03.02.2010 11:12
Automobilzulieferer
Thomas Bründl, Starlim Spritzguss GmbH
Mit Voraussicht in neue Segmente.
Dass die Automobilstudien im Spätherbst 2008 immer noch auf massives Wachstum ausgerichtet waren, rang Thomas Bründl, Geschäftsführer bei Starlim Spritzguss GmbH, schon damals ein Kopfschütteln ab. Schon Ende 2005 beschließt er, sich gegen Schwankungen im Automobilsektor zu wappnen. Langsam, so die Strategie, soll sich das Unernehmen ins Segment „Life Science“ vortasten. Audit für Audit, Zertifizierung für Zertifizierung. Und doch war auch Bründl von der Schwere des Einbruchs überrascht. „Wir schätzten die Lagerbestände unserer Kunden auf vier Wochen ein und es wurden fünf Monate daraus“, sagt Bründl. Worauf man in Marchtrenk stolz war – den Umsatzanteil im Automotivesektor Anfang 2008 auf 50 Prozent gedrückt zu haben – gewann eine Eigendynamik: Mitte 2009 wird nur noch vierzig Prozent des Umsatzes von den Automobilherstellern getragen.
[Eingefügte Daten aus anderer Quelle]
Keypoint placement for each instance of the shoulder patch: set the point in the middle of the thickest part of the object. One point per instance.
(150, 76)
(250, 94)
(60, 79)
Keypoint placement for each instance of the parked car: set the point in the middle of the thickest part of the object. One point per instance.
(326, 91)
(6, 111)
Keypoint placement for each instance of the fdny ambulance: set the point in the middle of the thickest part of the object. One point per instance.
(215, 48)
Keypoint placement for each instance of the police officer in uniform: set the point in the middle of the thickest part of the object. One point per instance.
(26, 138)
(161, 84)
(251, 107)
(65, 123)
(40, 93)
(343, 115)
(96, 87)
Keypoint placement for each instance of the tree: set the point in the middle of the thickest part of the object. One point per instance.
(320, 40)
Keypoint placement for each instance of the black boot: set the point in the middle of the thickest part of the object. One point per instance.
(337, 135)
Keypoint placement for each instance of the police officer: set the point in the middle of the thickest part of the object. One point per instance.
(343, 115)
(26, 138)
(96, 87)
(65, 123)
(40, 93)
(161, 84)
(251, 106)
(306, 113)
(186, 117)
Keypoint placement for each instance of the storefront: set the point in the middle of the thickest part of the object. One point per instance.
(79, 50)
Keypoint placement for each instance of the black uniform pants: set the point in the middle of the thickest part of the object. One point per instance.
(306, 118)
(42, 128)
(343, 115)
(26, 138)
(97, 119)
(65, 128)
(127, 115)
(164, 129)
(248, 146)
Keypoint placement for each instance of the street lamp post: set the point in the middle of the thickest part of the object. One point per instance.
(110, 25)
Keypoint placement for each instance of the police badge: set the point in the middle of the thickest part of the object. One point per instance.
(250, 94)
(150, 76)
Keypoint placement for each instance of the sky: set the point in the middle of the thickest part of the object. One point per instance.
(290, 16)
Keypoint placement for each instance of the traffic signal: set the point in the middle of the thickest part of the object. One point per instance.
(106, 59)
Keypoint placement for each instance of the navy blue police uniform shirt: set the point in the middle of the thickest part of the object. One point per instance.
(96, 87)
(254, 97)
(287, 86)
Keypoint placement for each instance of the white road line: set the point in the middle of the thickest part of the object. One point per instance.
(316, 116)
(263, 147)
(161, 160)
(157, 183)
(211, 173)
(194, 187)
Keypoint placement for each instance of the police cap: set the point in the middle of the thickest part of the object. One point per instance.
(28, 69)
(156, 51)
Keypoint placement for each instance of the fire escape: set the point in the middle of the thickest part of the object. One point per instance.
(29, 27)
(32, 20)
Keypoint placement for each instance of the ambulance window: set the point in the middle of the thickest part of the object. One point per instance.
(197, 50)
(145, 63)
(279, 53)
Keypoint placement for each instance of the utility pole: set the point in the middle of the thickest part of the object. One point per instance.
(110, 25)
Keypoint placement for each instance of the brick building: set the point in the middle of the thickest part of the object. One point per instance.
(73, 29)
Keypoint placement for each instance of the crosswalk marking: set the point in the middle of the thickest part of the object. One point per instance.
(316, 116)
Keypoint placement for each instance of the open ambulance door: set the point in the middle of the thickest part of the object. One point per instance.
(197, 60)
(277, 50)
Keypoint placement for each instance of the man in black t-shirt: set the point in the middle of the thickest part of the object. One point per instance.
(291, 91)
Dass viele seiner Kollegen jetzt ebenfalls den Absprung aus der Branche planen, kann Bründl nachvollziehen – Chancen gibt er den Bemühungen jedoch kaum. „In sechs Monaten richtet man in unserem Bereich gar nichts aus. Weder im Silicon- noch Thermoplastbereich lassen sich so schnell neue Märkte erschliessen“.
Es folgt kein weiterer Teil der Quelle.